With the rise of more universal health-record keeping, Letzt feels three main things must be kept in mind: protecting resident and patient privacy, not leading people to become hypochondriacs with so much information at their fingertips, and giving healthcare providers the best chance to do their very best at care giving.
Leslie Fox, a 38-year veteran of the health information management industry, has some of the same concerns, particularly about personal record keeping.
“It is a movement that is really gaining traction the last couple of years,” said Fox, CEO of CARE Communications, which has helped manage healthcare organization’s data management for 30 years. “But most people have a very rudimentary form of health record today. The individual consumer isn’t really trained at keeping records, so they don’t know what to keep.”
There is little question that more complex record keeping is part of the future, says Peter Cazon, senior counsel at Alston & Baird’s healthcare practice. And while health literacy and privacy concerns are near the top of the list, the top challenge – at least in the short term – is the issue of interoperability, he says.
“At some point, there has to be an agreement as to what gauge railroad track this engine is going to run on,” Cazon said. “Otherwise, it’s not going to be able to go anywhere.”

CASTing call for standards
The Center for Aging Services Technologies (CAST) and the American Health Information Management Association (AHIMA) are combining talents to develop requirements, recommendations and guidelines toward the adoption of an HL7 implementation guide for an “aging services Continuity of Care Document (CCD),” or portable personal health record.
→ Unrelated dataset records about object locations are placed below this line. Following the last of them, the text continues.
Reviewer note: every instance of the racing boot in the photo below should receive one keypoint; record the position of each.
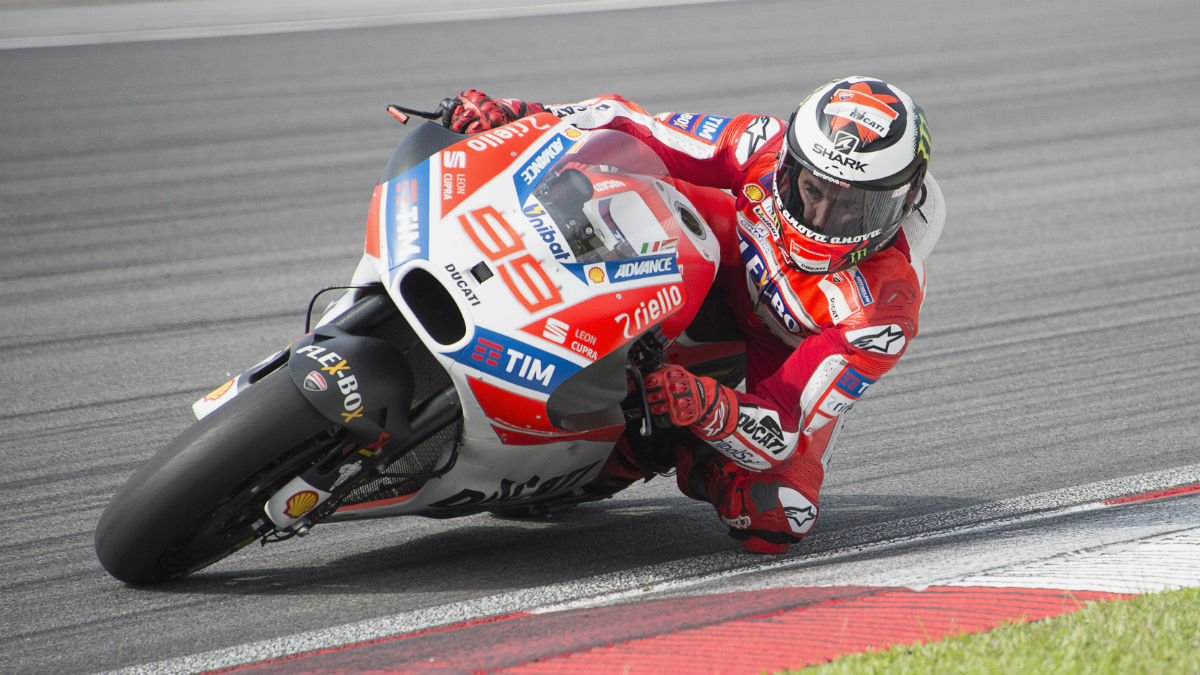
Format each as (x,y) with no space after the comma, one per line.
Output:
(766,513)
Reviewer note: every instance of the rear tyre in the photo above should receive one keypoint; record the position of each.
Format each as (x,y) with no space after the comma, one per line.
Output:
(201,497)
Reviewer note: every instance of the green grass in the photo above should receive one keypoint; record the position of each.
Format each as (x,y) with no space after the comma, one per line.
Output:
(1147,634)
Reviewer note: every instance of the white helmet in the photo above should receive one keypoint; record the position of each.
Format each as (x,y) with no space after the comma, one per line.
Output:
(852,168)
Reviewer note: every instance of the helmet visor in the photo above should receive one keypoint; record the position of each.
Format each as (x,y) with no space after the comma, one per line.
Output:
(835,211)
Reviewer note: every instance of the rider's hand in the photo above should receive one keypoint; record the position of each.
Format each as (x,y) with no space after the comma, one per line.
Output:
(474,112)
(678,398)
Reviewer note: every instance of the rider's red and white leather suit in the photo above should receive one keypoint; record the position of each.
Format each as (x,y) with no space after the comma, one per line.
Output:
(814,342)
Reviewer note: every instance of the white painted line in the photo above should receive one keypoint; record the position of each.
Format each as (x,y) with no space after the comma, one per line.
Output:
(1147,566)
(187,19)
(676,575)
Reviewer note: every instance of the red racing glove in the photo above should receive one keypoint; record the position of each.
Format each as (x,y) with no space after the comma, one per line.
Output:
(678,398)
(474,112)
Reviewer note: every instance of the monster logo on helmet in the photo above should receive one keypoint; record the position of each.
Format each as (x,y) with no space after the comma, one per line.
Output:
(856,155)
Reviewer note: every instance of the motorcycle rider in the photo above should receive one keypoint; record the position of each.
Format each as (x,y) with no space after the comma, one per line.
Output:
(825,222)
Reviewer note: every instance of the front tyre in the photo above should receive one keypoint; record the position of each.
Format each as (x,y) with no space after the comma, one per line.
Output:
(201,497)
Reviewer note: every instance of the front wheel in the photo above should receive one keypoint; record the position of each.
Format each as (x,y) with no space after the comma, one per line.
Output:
(201,497)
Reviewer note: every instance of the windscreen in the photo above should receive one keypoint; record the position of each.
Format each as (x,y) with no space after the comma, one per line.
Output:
(576,191)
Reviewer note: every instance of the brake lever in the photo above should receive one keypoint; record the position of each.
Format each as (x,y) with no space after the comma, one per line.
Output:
(442,113)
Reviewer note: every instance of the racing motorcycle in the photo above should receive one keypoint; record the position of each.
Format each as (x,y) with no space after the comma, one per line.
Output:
(489,352)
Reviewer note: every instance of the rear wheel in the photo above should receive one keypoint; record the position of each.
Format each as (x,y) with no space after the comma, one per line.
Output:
(201,499)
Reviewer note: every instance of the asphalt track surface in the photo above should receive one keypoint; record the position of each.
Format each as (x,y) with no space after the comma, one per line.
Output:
(167,207)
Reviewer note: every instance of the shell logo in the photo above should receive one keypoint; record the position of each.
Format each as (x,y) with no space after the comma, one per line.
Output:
(301,503)
(219,392)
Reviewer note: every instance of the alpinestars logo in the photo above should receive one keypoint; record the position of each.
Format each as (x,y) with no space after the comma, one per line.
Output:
(799,511)
(880,339)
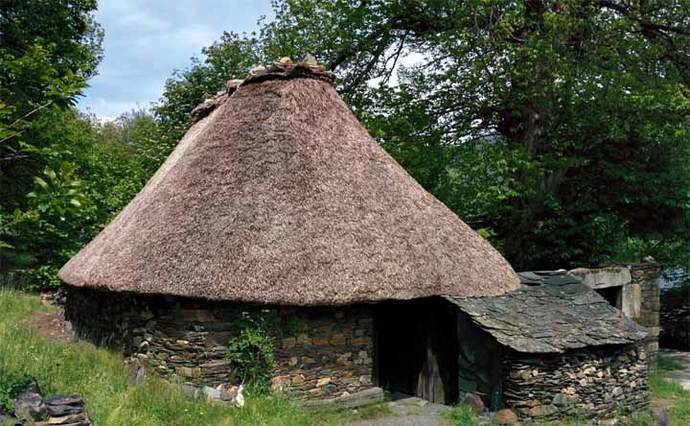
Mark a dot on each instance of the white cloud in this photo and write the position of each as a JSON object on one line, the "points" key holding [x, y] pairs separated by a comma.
{"points": [[146, 40]]}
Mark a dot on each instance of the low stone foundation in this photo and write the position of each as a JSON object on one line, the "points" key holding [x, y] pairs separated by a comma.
{"points": [[320, 352], [592, 383], [675, 318]]}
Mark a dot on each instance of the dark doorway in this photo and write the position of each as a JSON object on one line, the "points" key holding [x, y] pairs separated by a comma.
{"points": [[417, 348], [613, 295]]}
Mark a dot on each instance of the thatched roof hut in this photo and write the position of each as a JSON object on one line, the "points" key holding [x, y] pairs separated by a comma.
{"points": [[279, 195]]}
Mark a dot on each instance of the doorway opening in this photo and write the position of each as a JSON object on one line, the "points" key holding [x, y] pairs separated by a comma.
{"points": [[417, 348], [613, 295]]}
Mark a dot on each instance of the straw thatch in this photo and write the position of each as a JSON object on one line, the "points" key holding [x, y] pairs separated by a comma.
{"points": [[279, 195]]}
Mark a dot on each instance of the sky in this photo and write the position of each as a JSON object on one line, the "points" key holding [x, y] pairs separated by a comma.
{"points": [[146, 40]]}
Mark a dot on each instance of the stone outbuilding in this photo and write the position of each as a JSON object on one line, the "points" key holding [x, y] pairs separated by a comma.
{"points": [[277, 202], [552, 348]]}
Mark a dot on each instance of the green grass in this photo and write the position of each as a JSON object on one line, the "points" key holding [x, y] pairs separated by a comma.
{"points": [[460, 415], [665, 363], [101, 378]]}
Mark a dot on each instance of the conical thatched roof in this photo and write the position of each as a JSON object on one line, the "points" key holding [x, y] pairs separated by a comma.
{"points": [[279, 195]]}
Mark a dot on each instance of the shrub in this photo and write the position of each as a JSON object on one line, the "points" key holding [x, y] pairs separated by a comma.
{"points": [[251, 351], [11, 385]]}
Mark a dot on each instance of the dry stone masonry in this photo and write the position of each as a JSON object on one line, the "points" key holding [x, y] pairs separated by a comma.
{"points": [[320, 352], [583, 383]]}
A program of the American Association of Homes and Services for the Aging, CAST has worked for two years to find a way for providers to leverage standards-based health information exchange.
“It is our contention aging services organizations must leverage existing and emerging standards to support sharing of electronic personal health and wellness information across aging services care settings both within and across organizations and, most importantly, with consumer’s own personal health records,” a statement from CAST leaders reads. “We believe that an HL7 approved CCD for aging services with support for functional status and wellness content will be an important foundation for realizing health and wellness information sharing.”
The group’s main goal is to start work that will result in an HL7 approved implementation guide, progress standards related to functional status and wellness content, and complete formal interoperability demonstrations of vendor, provider and consumer uses.